Calculating the pH of a solution, especially when dealing with buffer solutions, is a fundamental skill in chemistry. A buffer solution is designed to resist changes in pH when small amounts of acid or base are added. This is especially important in various biological systems and industrial applications.

In the given exercise, we seek to calculate the pH of a buffer solution containing benzoic acid and sodium benzoate. To find the pH, we use the Henderson-Hasselbalch equation, which requires us to know the pKa of the acid and the concentrations of the acid and its conjugate base in the solution.

The final calculation requires substituting the known values of the pKa and the molar concentrations of the benzoic acid and sodium benzoate into the equation to solve for the pH. After performing these calculations, you’ll discover that the pH of the buffer solution is approximately 4.51.

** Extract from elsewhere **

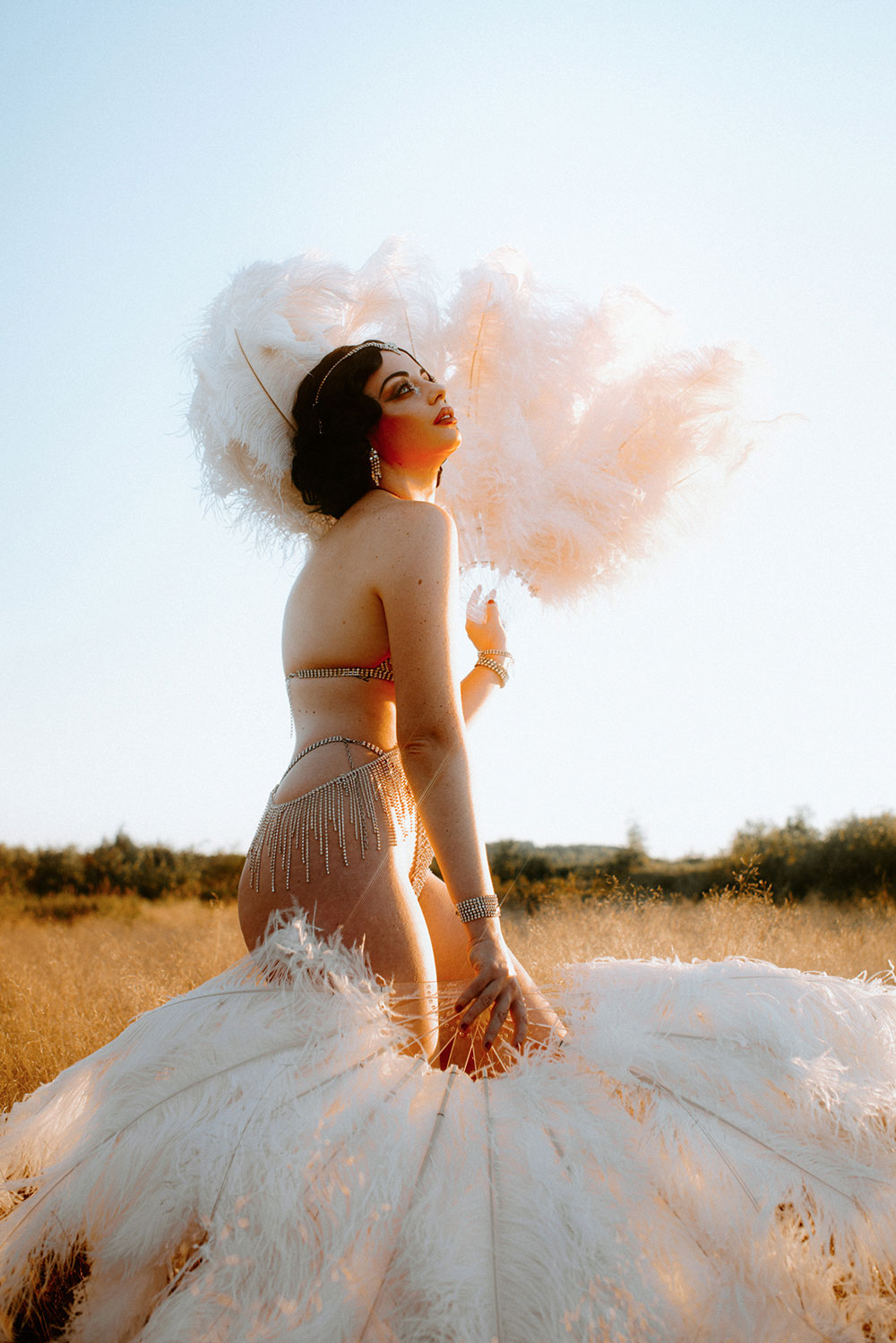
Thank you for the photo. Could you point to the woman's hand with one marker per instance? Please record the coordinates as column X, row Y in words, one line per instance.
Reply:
column 484, row 626
column 495, row 985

Henderson-Hasselbalch equation

The Henderson-Hasselbalch equation is a simplified way to determine the pH of a buffer solution. It relates the pH of the solution to the pKa of the weak acid and the ratio of the concentrations of its conjugate base. The equation is expressed as:

\[ \text{pH} = \text{pKa} + \log\left(\frac{[\text{A}^-]}{[\text{HA}]}\right) \]

Where:

• \([\text{A}^-]\) is the concentration of the conjugate base.
• \([\text{HA}]\) is the concentration of the weak acid.
• \(\text{pKa}\) is the negative log of the acid dissociation constant.

The exercise demonstrates using this equation by plugging in values for pKa, concentration of sodium benzoate \(([\text{A}^-] = 1.305 \text{ M})\), and benzoic acid \(([\text{HA}] = 0.880 \text{ M})\), leading to an accurate calculation of the buffer solution’s pH.

molar concentration

Molar concentration, often referred to simply as "concentration," is an essential concept in chemistry. It expresses the amount of a solute (substance being dissolved) present in a solution. The molar concentration is measured in moles per liter (M), which indicates the moles of solute per liter of total solution.

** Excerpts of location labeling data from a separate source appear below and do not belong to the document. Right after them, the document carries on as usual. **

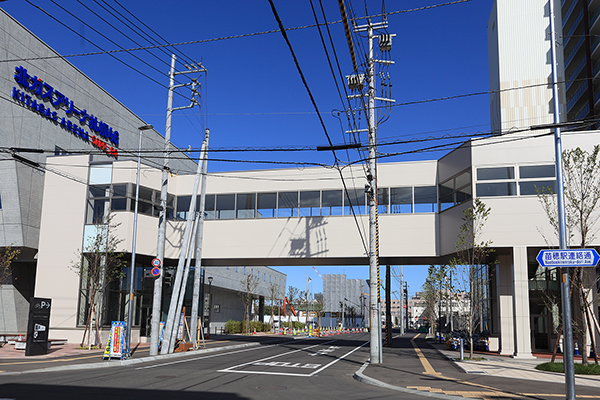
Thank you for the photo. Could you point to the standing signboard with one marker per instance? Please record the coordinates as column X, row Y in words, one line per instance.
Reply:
column 38, row 326
column 114, row 346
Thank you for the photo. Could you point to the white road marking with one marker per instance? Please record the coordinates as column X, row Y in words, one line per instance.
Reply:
column 280, row 364
column 204, row 357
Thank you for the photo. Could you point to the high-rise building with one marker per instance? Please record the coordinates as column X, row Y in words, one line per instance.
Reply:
column 520, row 64
column 581, row 49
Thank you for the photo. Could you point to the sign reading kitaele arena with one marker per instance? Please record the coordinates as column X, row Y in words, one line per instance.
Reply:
column 568, row 258
column 45, row 93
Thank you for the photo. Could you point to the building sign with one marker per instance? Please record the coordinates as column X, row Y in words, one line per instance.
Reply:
column 42, row 96
column 38, row 326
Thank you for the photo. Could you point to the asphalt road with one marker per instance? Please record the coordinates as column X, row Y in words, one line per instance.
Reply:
column 313, row 368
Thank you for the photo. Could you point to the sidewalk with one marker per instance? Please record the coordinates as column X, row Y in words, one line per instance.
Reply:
column 508, row 367
column 418, row 368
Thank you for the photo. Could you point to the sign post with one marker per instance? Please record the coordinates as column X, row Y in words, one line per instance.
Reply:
column 560, row 259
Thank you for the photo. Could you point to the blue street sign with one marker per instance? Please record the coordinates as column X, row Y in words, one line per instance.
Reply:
column 568, row 258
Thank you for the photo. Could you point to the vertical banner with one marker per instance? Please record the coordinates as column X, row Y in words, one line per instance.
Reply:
column 180, row 327
column 117, row 333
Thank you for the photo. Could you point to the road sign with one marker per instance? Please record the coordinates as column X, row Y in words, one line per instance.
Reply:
column 568, row 258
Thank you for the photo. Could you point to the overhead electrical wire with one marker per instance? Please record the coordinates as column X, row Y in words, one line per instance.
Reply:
column 175, row 44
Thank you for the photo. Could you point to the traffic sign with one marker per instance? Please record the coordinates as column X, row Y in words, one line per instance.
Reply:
column 568, row 258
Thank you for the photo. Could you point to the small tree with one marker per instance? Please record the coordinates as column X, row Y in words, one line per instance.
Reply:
column 292, row 296
column 274, row 295
column 248, row 287
column 471, row 266
column 98, row 263
column 7, row 255
column 319, row 307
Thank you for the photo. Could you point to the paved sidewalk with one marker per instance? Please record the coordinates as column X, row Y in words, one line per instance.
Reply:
column 416, row 368
column 508, row 367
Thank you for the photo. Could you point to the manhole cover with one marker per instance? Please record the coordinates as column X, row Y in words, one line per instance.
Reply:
column 271, row 387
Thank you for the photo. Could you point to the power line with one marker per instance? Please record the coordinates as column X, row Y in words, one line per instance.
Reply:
column 175, row 44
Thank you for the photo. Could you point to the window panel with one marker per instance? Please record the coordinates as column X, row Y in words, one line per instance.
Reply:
column 99, row 191
column 225, row 206
column 209, row 206
column 537, row 171
column 383, row 200
column 401, row 200
column 310, row 203
column 183, row 207
column 532, row 187
column 266, row 205
column 331, row 203
column 496, row 189
column 245, row 205
column 100, row 173
column 425, row 199
column 462, row 180
column 119, row 204
column 287, row 204
column 120, row 190
column 486, row 174
column 356, row 201
column 464, row 194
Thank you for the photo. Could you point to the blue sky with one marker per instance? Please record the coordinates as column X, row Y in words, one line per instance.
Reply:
column 253, row 94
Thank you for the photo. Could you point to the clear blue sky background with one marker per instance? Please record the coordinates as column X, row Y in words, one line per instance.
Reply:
column 253, row 94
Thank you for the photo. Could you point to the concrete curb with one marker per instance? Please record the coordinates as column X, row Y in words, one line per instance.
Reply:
column 133, row 361
column 359, row 376
column 458, row 364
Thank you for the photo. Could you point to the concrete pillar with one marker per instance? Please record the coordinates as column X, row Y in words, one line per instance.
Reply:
column 521, row 320
column 505, row 304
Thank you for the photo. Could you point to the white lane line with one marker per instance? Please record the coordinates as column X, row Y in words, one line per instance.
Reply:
column 205, row 357
column 230, row 369
column 289, row 374
column 337, row 359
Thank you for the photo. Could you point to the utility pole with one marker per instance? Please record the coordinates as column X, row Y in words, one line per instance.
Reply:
column 195, row 68
column 569, row 362
column 388, row 305
column 402, row 326
column 199, row 238
column 375, row 308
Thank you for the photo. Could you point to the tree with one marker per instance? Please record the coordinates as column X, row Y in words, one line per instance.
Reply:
column 7, row 255
column 471, row 264
column 274, row 295
column 248, row 286
column 581, row 177
column 436, row 289
column 99, row 263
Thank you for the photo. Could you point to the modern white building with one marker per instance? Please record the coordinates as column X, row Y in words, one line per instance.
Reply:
column 282, row 217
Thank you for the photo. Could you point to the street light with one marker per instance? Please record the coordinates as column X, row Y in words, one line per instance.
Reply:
column 135, row 213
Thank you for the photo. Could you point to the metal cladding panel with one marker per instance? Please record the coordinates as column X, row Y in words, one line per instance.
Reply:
column 520, row 47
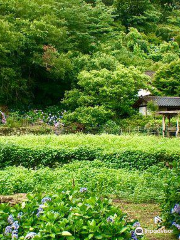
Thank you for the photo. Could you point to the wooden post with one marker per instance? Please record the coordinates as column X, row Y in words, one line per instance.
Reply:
column 164, row 125
column 177, row 129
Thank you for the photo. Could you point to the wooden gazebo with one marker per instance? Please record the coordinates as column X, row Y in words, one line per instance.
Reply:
column 169, row 115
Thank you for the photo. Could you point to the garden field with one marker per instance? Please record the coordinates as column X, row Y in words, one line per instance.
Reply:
column 91, row 186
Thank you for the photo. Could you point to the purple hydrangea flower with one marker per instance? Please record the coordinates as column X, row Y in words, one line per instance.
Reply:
column 30, row 235
column 46, row 199
column 133, row 235
column 83, row 190
column 10, row 219
column 15, row 234
column 8, row 230
column 176, row 225
column 176, row 209
column 136, row 224
column 110, row 219
column 19, row 216
column 15, row 225
column 40, row 210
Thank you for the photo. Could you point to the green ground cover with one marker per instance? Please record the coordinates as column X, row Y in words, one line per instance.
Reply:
column 108, row 143
column 131, row 169
column 135, row 185
column 130, row 152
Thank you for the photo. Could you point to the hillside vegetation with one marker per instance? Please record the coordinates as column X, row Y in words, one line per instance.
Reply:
column 90, row 55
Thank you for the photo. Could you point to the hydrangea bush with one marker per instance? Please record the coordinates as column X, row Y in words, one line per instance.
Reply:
column 75, row 214
column 171, row 205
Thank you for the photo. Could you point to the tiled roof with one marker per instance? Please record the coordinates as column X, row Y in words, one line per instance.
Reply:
column 163, row 101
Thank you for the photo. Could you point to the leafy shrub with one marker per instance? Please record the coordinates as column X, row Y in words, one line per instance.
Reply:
column 74, row 214
column 139, row 186
column 129, row 152
column 171, row 204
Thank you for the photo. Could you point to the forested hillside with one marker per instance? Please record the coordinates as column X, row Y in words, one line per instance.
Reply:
column 90, row 56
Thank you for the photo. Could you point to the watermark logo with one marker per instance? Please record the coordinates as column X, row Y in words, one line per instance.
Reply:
column 139, row 231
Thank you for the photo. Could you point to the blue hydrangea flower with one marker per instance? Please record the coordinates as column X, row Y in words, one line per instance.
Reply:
column 19, row 216
column 83, row 190
column 8, row 230
column 176, row 225
column 110, row 219
column 30, row 235
column 133, row 235
column 177, row 208
column 15, row 234
column 40, row 210
column 46, row 199
column 15, row 225
column 10, row 219
column 136, row 224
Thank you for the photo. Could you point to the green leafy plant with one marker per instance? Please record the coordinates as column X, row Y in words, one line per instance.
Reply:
column 71, row 214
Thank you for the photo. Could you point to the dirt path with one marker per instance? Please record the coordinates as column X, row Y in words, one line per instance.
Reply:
column 144, row 212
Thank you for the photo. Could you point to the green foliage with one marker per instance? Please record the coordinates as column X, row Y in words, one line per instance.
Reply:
column 113, row 91
column 102, row 178
column 172, row 198
column 126, row 9
column 167, row 79
column 140, row 154
column 69, row 215
column 37, row 44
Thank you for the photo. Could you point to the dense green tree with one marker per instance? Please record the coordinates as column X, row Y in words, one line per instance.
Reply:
column 38, row 40
column 127, row 9
column 167, row 79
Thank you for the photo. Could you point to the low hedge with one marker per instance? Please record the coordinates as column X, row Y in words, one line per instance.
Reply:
column 14, row 155
column 36, row 130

In our buffer solution, we calculated the molar concentrations of benzoic acid and sodium benzoate. To find these values, one must first determine the moles of each component by dividing the given mass by the molar mass, then divide these moles by the volume of the solution (in liters).

This exercise showed:

• The molar concentration of benzoic acid was calculated to be 0.880 M.
• For sodium benzoate, the concentration was 1.305 M.

This step is crucial, as these concentrations directly influence the pH when used in the Henderson-Hasselbalch equation.

benzoic acid

Benzoic acid is a common weak acid often used in food preservation, cosmetics, and as an acidulant. Chemically, it’s represented as \(\text{C}_7\text{H}_5\text{O}_2\), with a carboxylic acid group making it a useful component in buffer solutions.

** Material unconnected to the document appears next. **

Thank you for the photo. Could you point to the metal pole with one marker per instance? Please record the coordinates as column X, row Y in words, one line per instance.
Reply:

In the exercise, benzoic acid acts as the weak acid in the buffer solution. We determined its molar concentration after calculating the moles of benzoic acid by dividing its mass by its molar mass. Knowing the concentration is vital, as benzoic acid pairs with sodium benzoate to form a buffer system capable of stabilizing pH around its pKa value.

The pKa of benzoic acid, which is necessary for the Henderson-Hasselbalch equation, is 4.19. This means under standard conditions, 50% of benzoic acid is dissociated into its conjugate base at a pH of 4.19.

sodium benzoate

Sodium benzoate is the sodium salt of benzoic acid, represented as \(\text{NaC}_7\text{H}_5\text{O}_2\). It’s widely used as a preservative in food due to its ability to inhibit the growth of mold, yeast, and some bacteria. In buffer solutions, it serves as the conjugate base to its weak acid counterpart, benzoic acid.

Its role in this exercise is crucial, as it forms the conjugate base in the buffer system. The concentration of sodium benzoate in the solution was calculated after determining its moles through the same process: dividing its mass by its molar mass, then by the volume of the solution in liters. With its concentration known, we could effectively use the Henderson-Hasselbalch equation to find the solution’s pH.

Thus, understanding the function and calculation of sodium benzoate’s concentration helps us comprehend its buffering action in maintaining a stable pH.